We know that Apple is using Google's TPUs to train its AI models, but the real test will come next year when the full AI capabilities are introduced on iPhones and Macs.
Broadcom and TSMC
Developing an alternative to Nvidia's AI engine will be no easy task. Google's sixth-generation TPU, Trillium, is due to be released later this year.
Google showed off the sixth version of its TPU, Trillium, to CNBC on July 23, 2024 in Mountain View, California. Trillium is scheduled to be released in the second half of 2024.
Mark Ganley
“It's costly. It requires significant scale,” Rasgon said. “So it's not something that just anyone can do. But the hyperscalers have the scale and the money and the resources to go down that path.”
The process is so complex and costly that even hyperscalers can't do it alone. Since the first TPU, Google has partnered with chip developer Broadcom, helping design Meta's AI chips. Broadcom says it has spent more than $3 billion to make the partnership happen.

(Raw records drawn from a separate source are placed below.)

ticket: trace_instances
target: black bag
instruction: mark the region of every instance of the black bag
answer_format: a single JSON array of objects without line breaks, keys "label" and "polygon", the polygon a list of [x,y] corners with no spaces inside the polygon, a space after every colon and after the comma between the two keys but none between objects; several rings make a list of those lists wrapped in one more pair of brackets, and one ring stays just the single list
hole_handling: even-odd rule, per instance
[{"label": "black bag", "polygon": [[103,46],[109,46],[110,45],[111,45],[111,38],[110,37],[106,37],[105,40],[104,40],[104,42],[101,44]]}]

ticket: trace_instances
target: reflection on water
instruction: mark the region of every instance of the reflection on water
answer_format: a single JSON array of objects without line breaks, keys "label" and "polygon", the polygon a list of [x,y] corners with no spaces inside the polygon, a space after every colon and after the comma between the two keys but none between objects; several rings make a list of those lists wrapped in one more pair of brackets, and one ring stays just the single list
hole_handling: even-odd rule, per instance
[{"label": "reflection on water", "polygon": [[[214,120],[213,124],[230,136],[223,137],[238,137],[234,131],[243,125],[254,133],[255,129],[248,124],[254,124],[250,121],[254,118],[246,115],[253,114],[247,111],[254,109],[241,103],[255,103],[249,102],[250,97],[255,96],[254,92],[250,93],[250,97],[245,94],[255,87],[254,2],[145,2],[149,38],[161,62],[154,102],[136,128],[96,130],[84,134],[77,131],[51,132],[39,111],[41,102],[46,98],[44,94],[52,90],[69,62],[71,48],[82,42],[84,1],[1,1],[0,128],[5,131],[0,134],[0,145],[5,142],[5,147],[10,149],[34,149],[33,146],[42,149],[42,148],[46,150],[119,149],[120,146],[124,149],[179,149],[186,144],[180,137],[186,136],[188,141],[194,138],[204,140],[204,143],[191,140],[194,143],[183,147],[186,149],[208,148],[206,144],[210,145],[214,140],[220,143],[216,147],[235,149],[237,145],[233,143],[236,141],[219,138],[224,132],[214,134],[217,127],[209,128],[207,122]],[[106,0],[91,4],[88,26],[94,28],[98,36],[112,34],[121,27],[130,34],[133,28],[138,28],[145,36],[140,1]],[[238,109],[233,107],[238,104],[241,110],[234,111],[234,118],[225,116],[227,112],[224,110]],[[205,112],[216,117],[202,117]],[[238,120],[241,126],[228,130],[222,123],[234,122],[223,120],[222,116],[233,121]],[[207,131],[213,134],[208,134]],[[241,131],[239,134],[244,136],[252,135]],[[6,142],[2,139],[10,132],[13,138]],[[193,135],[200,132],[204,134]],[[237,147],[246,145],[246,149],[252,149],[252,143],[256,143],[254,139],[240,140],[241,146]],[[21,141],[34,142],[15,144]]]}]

“AI chips are very complex and have a lot of different features, so Google does the compute,” Rasgon said. “Broadcom does all the peripherals, the I/O, the SerDes, all the different parts that are related to the compute. They also do the packaging.”
The final design is then sent to a manufacturing facility, or fab, to be built — primarily factories owned by Taiwan Semiconductor Manufacturing Co. (TSMC), the world's largest chipmaker, which makes 92% of the world's most advanced semiconductors.

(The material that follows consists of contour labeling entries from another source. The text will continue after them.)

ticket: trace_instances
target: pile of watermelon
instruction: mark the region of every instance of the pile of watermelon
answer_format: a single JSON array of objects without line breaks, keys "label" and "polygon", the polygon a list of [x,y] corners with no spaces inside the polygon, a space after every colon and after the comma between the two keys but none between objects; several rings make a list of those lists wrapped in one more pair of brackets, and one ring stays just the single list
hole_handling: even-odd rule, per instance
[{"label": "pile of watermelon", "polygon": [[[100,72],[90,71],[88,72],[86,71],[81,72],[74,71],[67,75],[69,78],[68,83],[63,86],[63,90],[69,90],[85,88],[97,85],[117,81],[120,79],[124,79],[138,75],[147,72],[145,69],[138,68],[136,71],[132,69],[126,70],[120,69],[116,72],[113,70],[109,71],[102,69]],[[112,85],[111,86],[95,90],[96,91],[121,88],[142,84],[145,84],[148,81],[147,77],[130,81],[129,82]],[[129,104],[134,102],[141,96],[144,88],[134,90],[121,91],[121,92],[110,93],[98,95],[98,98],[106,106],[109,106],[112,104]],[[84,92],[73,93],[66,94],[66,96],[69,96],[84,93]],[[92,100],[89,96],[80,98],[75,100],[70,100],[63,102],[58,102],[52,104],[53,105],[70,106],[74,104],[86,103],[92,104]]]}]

Asked whether Google had any safeguards in place in case of a worst-case scenario in the geopolitical realm between China and Taiwan, Vadat said: “It's certainly something we're preparing for and considering, but hopefully it's not something we actually have to trigger.”
Protecting against these risks is a key reason the White House is doling out $52 billion in CHIPS Act funding to companies building factories in the US, with Intel, TSMC and Samsung getting the lion's share so far.
Processor and Power
Google showed off its new Axion CPU to CNBC.
Mark Ganley
“Now we can bring in the final piece of the puzzle: CPUs,” Vahdat says, “which is why a lot of our internal services run on Axion, including BigQuery, Spanner, and YouTube ads.”
Google is late to the CPU game: Amazon released its Graviton processors in 2018, Alibaba released its server chips in 2021, and Microsoft announced its CPUs in November.
When asked why Google didn't build a CPU sooner, Vahdat replied: “We've always focused on areas where we can provide the most value to our customers, and that started with the TPU, the video coding unit and networking. We really thought the time was right.”
These processors, made by non-chip makers including Google, are all powered by the Arm chip architecture. Arm is gaining popularity as a more customizable, power-efficient alternative to traditional x86 models from Intel and AMD. Power efficiency is important because by 2027, AI servers are projected to consume as much electricity annually as a country like Argentina. Google's latest environmental report found that emissions increased nearly 50% between 2019 and 2023, driven in part by the proliferation of data centers to power AI.
“Without the efficiency of these chips, the numbers could be completely different,” Vadat said. “We will continue to work to reduce the carbon footprint of our infrastructure 24/7, 365 days a year, and move closer to zero.”
Cooling the servers that train and run AI requires vast amounts of water, so Google's third-generation TPUs use direct-to-chip cooling that uses much less water, which is also how Nvidia cools its latest Blackwell GPUs.
Despite challenges ranging from geopolitics to power and water, Google is focusing on generative AI tools and manufacturing its own chips.
“We've never seen anything like this before, and it's not showing any signs of slowing down yet,” Vadat said. “That's where hardware is going to play a really important role.”